Con el respeto de los lectores es necesario afrontar temas que aunque uno declare no ser experto y solo expresar lo que la mayoría percibe de las intervenciones de los empleados públicos, que dan insumos para la toma de decisiones sobre el futuro de todos, o que toman las decisiones que afectan a los habitantes de un país, o mejor de toda la Nación.
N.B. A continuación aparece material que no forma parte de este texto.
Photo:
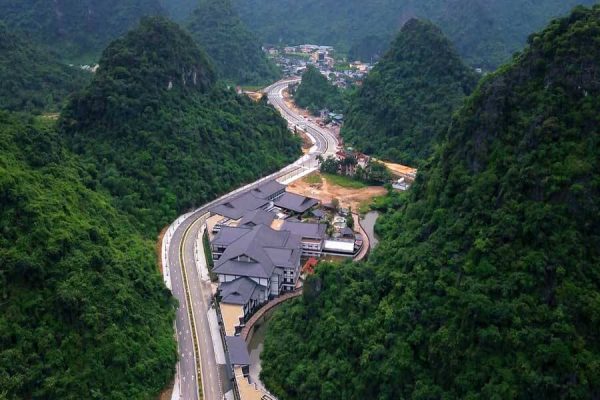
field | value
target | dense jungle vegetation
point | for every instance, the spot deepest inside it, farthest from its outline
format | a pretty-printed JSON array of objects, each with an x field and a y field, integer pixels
[
  {"x": 315, "y": 93},
  {"x": 83, "y": 310},
  {"x": 77, "y": 30},
  {"x": 408, "y": 98},
  {"x": 162, "y": 135},
  {"x": 486, "y": 283},
  {"x": 84, "y": 313},
  {"x": 234, "y": 50},
  {"x": 486, "y": 33},
  {"x": 33, "y": 79}
]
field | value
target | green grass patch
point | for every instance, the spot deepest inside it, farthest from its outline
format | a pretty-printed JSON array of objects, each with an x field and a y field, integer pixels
[
  {"x": 344, "y": 181},
  {"x": 313, "y": 179}
]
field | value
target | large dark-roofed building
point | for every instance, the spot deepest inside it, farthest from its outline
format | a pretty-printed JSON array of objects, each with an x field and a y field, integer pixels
[
  {"x": 270, "y": 258},
  {"x": 254, "y": 199},
  {"x": 270, "y": 190}
]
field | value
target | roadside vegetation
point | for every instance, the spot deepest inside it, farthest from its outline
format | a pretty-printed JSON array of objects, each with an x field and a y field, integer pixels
[
  {"x": 84, "y": 313},
  {"x": 234, "y": 50},
  {"x": 315, "y": 93},
  {"x": 408, "y": 98},
  {"x": 485, "y": 283},
  {"x": 33, "y": 79}
]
Esta semana el director del organismo que define la clasificación de toda la información para definir los estratos sociales, el índice de desempleo, el que define los datos que determinarán el indicador de equidad o inequidad que se produce a nivel nacional y que sirve de base para que los organismos multilaterales clasifiquen el ingreso por habitante, o mejor aún la situación de justicia social o económica de cada Nación, manifestó que con cuatrocientos cincuenta mil pesos de ingresos una persona se podía establecer que pertenece a la clase media.

Al día siguiente un segundo de la misma entidad, por el mismo canal y a la misma hora, expresó que si en una familia de cuatro personas, cada una tenía un ingreso de ciento cincuenta mil pesos, al sumarlos daría lugar a que esa familia era de clase media. Tal vez me equivoqué al interpretarlo, pero al preguntar a algunos que tuvieron la oportunidad de ver y escuchar coincidieron que ese fue el mensaje que se entendió.

No creo que esa sea una explicación cierta. De lo contrario existiría un divorcio entre realidad y lo que nuestros ‘tecnócratas’ evalúan. En quién cabe pensar que con irrisorio ingreso se pueda siquiera subsistir en nuestra tierra. Así las cosas, los indicadores de miseria y pobreza estarían alejados de toda verdad. Y es con ellos que se mide la clase media de Colombia, entendemos el porqué la ampliación de la base de la misma recibiendo tanto de abajo como de arriba los que descienden y ascienden en este triste ambiente creado alrededor de un salario mínimo que ni siquiera cubre las necesidades de una familia, en una República donde el empleo formal es escaso, y la informalidad en ocasiones genera hasta mayor ingreso.

Diera más la impresión de una publicidad política para justificar la ampliación de la base tributaria para la clase media en Colombia.

Eso es tan incomprensible como oír que quienes postulan o nombran a los funcionarios del orden nacional en el Quindío son senadores de Antioquia, Caldas o Risaralda, como si aquí no existiera liderazgo. O que un alcalde viaje buscando la historia de otra cultura en lugar de investigar y reconstruir la propia de esta crítica sociedad.